My coffee cup and ashtray waited for me
on the glass-topped table, and my heart
went out to them. I said, Hello, friends,
or something like that. After all,
this wasn’t so bad.
Worse things had happened. This
was even a little funny. I found the ladder.
Took that and leaned it against the house.
Then climbed in the rain to the deck,
swung myself over the railing
and tried the door. Which was locked,
of course. But I looked in just the same
at my desk, some papers, and my chair.
This was the window on the other side
of the desk where I’d raise my eyes
and stare out when I sat at that desk.
This is not like downstairs, I thought.
This is something else.

And it was something to look in like that, unseen,
from the deck. To be there, inside, and not be there.
I don’t even think I can talk about it.
I brought my face close to the glass
and imagined myself inside,
sitting at the desk. Looking up
from my work now and again.
Thinking about some other place
and some other time.
The people I had loved then.

I stood there for a minute in the rain.
Considering myself to be the luckiest of men.
Even though a wave of grief passed through me.
Even though I felt violently ashamed
of the injury I’d done back then.
I bashed that beautiful window.
And stepped back in.

Monday would be awesome if Carol Channing is here, shouting, “RAAAASPBERRIES!

Simple
Raymond Carver

A break in the clouds. The blue
outline of the mountains.
Dark yellow of the fields.
Black river. What am I doing here,
lonely and filled with remorse?

I go on casually eating from the bowl
of raspberries. If I were dead,
I remind myself, I wouldn’t
be eating them. It’s not so simple.
It is that simple.

Raymond Carver was a poet before he became popular for writing short stories. Wow. I’ve been reading his poems for a long time now but had no idea.

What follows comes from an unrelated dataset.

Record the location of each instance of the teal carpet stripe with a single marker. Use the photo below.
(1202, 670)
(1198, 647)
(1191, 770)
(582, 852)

Still Looking Out for Number One
Raymond Carver

Now that you’ve gone away for five days,
I’ll smoke all the cigarettes I want,
where I want. Make biscuits and eat them
with jam and fat bacon. Loaf. Indulge
myself. Walk on the beach if I feel
like it. And I feel like it, alone and
thinking about when I was young. The people
then who loved me beyond reason.
And how I loved them above all others.
Except one. I’m saying I’ll do everything
I want here while you’re away!
But there’s one thing I won’t do.
I won’t sleep in our bed without you.
No. It doesn’t please me to do so.
I’ll sleep where I damn well feel like it –
where I sleep best when you’re away
and I can’t hold you the way I do.
On the broken sofa in my study.

A. is bugging me to read Raymond Carver’s fiction. He’s good, he’s good, he says, he’s damn good. There’s something about his name that sounds so familiar so I looked among my things — I have a box full of random scraps of paper with lots of stuff written on them — and found this poem. A-ha! Something to talk about tonight.

At Least
Raymond Carver

I want to get up early one more morning,
before sunrise. Before the birds, even.
I want to throw cold water on my face
and be at my work table
when the sky lightens and smoke
begins to rise from the chimneys
of the other houses.
I want to see the waves break
on this rocky beach, not just hear them
break as I did all night in my sleep.
I want to see again the ships
that pass through the Strait from every
seafaring country in the world—
old, dirty freighters just barely moving along,
and the swift new cargo vessels
painted every color under the sun
that cut the water as they pass.
I want to keep an eye out for them.
And for the little boat that plies
the water between the ships
and the pilot station near the lighthouse.
I want to see them take a man off the ship
and put another up on board.
I want to spend the day watching this happen
and reach my own conclusions.
I hate to seem greedy—I have so much
to be thankful for already.
But I want to get up early one more morning, at least.
And go to my place with some coffee and wait.
Just wait, to see what’s going to happen.